Further, the obtaining of the feature point sequence of the time sequence by the minimum description length criterion and the gradient slope method includes:
compressing the time sequence by a minimum description length criterion, and extracting candidate characteristic points of the time sequence;
analyzing the gradient change of the slope between observation points in the time sequence by a slope gradient method, and taking the observation points larger than a gradient threshold value as the trend change points of the time sequence;
and supplementing the obtained trend change point of the time series into the candidate characteristic points of the time series to obtain the characteristic point series of the time series.
Further, analyzing the slope gradient change between observation points in the time series by a slope gradient method, and taking an observation point larger than a gradient threshold value as a trend change point of the time series includes:
determining observation point x in time seriesiAnd observation point xjSlope k betweenijAnd determining observation point xiAnd observation point xj+1Slope k betweeni(j+1)

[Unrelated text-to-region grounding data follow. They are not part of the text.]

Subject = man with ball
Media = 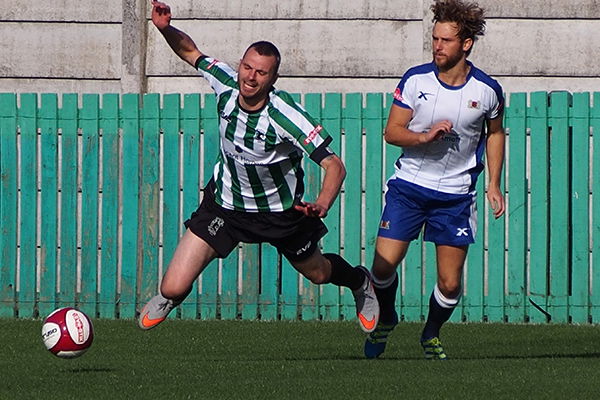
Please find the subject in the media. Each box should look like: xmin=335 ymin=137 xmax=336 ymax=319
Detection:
xmin=138 ymin=1 xmax=379 ymax=335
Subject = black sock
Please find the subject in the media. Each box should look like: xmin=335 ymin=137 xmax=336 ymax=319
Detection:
xmin=323 ymin=253 xmax=365 ymax=290
xmin=421 ymin=292 xmax=456 ymax=340
xmin=373 ymin=273 xmax=398 ymax=324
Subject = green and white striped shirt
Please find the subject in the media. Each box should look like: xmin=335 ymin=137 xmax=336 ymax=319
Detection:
xmin=197 ymin=56 xmax=333 ymax=212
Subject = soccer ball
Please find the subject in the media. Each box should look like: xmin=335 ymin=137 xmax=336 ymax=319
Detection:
xmin=41 ymin=307 xmax=94 ymax=359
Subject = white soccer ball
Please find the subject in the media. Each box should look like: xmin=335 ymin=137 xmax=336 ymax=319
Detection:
xmin=41 ymin=307 xmax=94 ymax=359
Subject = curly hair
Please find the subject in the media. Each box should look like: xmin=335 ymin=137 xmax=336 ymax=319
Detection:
xmin=431 ymin=0 xmax=486 ymax=42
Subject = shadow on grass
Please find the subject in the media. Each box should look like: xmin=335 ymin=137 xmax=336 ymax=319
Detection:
xmin=65 ymin=367 xmax=117 ymax=373
xmin=263 ymin=351 xmax=600 ymax=362
xmin=349 ymin=352 xmax=600 ymax=361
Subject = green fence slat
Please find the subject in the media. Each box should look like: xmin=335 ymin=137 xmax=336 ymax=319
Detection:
xmin=161 ymin=94 xmax=183 ymax=319
xmin=279 ymin=74 xmax=304 ymax=321
xmin=180 ymin=94 xmax=201 ymax=320
xmin=426 ymin=243 xmax=443 ymax=321
xmin=570 ymin=92 xmax=590 ymax=323
xmin=591 ymin=92 xmax=600 ymax=321
xmin=363 ymin=93 xmax=384 ymax=268
xmin=306 ymin=93 xmax=335 ymax=320
xmin=120 ymin=94 xmax=140 ymax=318
xmin=17 ymin=93 xmax=38 ymax=318
xmin=79 ymin=94 xmax=100 ymax=317
xmin=464 ymin=176 xmax=486 ymax=321
xmin=57 ymin=94 xmax=78 ymax=310
xmin=38 ymin=93 xmax=59 ymax=317
xmin=139 ymin=94 xmax=161 ymax=314
xmin=198 ymin=94 xmax=217 ymax=320
xmin=260 ymin=244 xmax=278 ymax=320
xmin=0 ymin=93 xmax=17 ymax=317
xmin=548 ymin=91 xmax=571 ymax=322
xmin=506 ymin=92 xmax=527 ymax=323
xmin=221 ymin=254 xmax=239 ymax=320
xmin=341 ymin=93 xmax=363 ymax=267
xmin=241 ymin=243 xmax=260 ymax=320
xmin=279 ymin=258 xmax=298 ymax=320
xmin=527 ymin=92 xmax=550 ymax=323
xmin=293 ymin=94 xmax=318 ymax=321
xmin=485 ymin=153 xmax=506 ymax=322
xmin=340 ymin=93 xmax=362 ymax=321
xmin=384 ymin=93 xmax=401 ymax=180
xmin=321 ymin=93 xmax=343 ymax=320
xmin=98 ymin=94 xmax=120 ymax=318
xmin=307 ymin=92 xmax=344 ymax=321
xmin=281 ymin=94 xmax=314 ymax=321
xmin=402 ymin=239 xmax=423 ymax=322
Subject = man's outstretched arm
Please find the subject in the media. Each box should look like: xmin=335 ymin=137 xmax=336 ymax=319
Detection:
xmin=151 ymin=1 xmax=203 ymax=67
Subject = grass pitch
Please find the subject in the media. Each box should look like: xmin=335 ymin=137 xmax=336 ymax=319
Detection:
xmin=2 ymin=318 xmax=599 ymax=399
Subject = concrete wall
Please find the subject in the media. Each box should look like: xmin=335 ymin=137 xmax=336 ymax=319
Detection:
xmin=0 ymin=0 xmax=598 ymax=96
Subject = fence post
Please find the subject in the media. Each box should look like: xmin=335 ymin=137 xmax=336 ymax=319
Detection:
xmin=320 ymin=93 xmax=343 ymax=321
xmin=486 ymin=96 xmax=507 ymax=322
xmin=38 ymin=93 xmax=59 ymax=317
xmin=570 ymin=92 xmax=591 ymax=323
xmin=79 ymin=94 xmax=100 ymax=317
xmin=139 ymin=93 xmax=161 ymax=313
xmin=18 ymin=93 xmax=38 ymax=318
xmin=363 ymin=93 xmax=384 ymax=271
xmin=506 ymin=92 xmax=528 ymax=323
xmin=340 ymin=93 xmax=362 ymax=321
xmin=591 ymin=92 xmax=600 ymax=322
xmin=98 ymin=94 xmax=120 ymax=318
xmin=198 ymin=94 xmax=220 ymax=320
xmin=548 ymin=91 xmax=571 ymax=322
xmin=58 ymin=94 xmax=79 ymax=310
xmin=160 ymin=93 xmax=183 ymax=319
xmin=120 ymin=93 xmax=140 ymax=318
xmin=0 ymin=93 xmax=17 ymax=317
xmin=528 ymin=92 xmax=550 ymax=323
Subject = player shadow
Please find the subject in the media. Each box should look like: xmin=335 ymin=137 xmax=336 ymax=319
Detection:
xmin=470 ymin=352 xmax=600 ymax=361
xmin=351 ymin=352 xmax=600 ymax=361
xmin=277 ymin=350 xmax=600 ymax=362
xmin=66 ymin=367 xmax=117 ymax=373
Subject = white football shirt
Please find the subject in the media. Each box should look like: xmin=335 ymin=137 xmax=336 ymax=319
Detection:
xmin=391 ymin=61 xmax=504 ymax=194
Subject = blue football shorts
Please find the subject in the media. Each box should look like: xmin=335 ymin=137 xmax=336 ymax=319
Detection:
xmin=377 ymin=178 xmax=477 ymax=246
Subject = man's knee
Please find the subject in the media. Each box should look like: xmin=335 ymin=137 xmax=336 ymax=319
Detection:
xmin=437 ymin=280 xmax=461 ymax=298
xmin=305 ymin=269 xmax=329 ymax=284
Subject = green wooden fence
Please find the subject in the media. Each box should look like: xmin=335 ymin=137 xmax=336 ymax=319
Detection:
xmin=1 ymin=91 xmax=599 ymax=323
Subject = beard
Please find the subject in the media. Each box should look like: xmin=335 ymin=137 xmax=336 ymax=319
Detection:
xmin=433 ymin=51 xmax=463 ymax=72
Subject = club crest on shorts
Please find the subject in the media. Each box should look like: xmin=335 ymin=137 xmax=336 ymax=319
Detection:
xmin=380 ymin=220 xmax=390 ymax=230
xmin=208 ymin=217 xmax=224 ymax=236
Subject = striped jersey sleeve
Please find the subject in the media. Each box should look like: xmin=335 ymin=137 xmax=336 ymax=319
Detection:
xmin=195 ymin=56 xmax=238 ymax=95
xmin=268 ymin=90 xmax=332 ymax=159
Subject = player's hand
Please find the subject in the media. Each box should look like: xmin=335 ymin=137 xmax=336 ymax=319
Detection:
xmin=487 ymin=185 xmax=505 ymax=219
xmin=420 ymin=120 xmax=452 ymax=144
xmin=294 ymin=201 xmax=328 ymax=218
xmin=151 ymin=1 xmax=172 ymax=30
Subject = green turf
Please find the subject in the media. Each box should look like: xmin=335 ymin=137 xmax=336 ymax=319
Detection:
xmin=2 ymin=318 xmax=600 ymax=399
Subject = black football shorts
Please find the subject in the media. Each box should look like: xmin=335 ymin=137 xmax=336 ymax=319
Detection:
xmin=184 ymin=181 xmax=328 ymax=262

According to the obtained slope kij、ki(j+1)By the formula Δij=|kij-ki(j+1)J is more than or equal to 1 and less than or equal to n-1, and determining the gradient delta corresponding to the observation points i and jij(ii) a Wherein n represents the length of the time series;
for observation point i, by formula
Figure GDA0003200408410000031
Determining a gradient threshold λ for an observation point ii
Judging whether the observation point i is larger than a gradient threshold lambdaiAnd if so, taking the observation point i as a trend change point of the time series.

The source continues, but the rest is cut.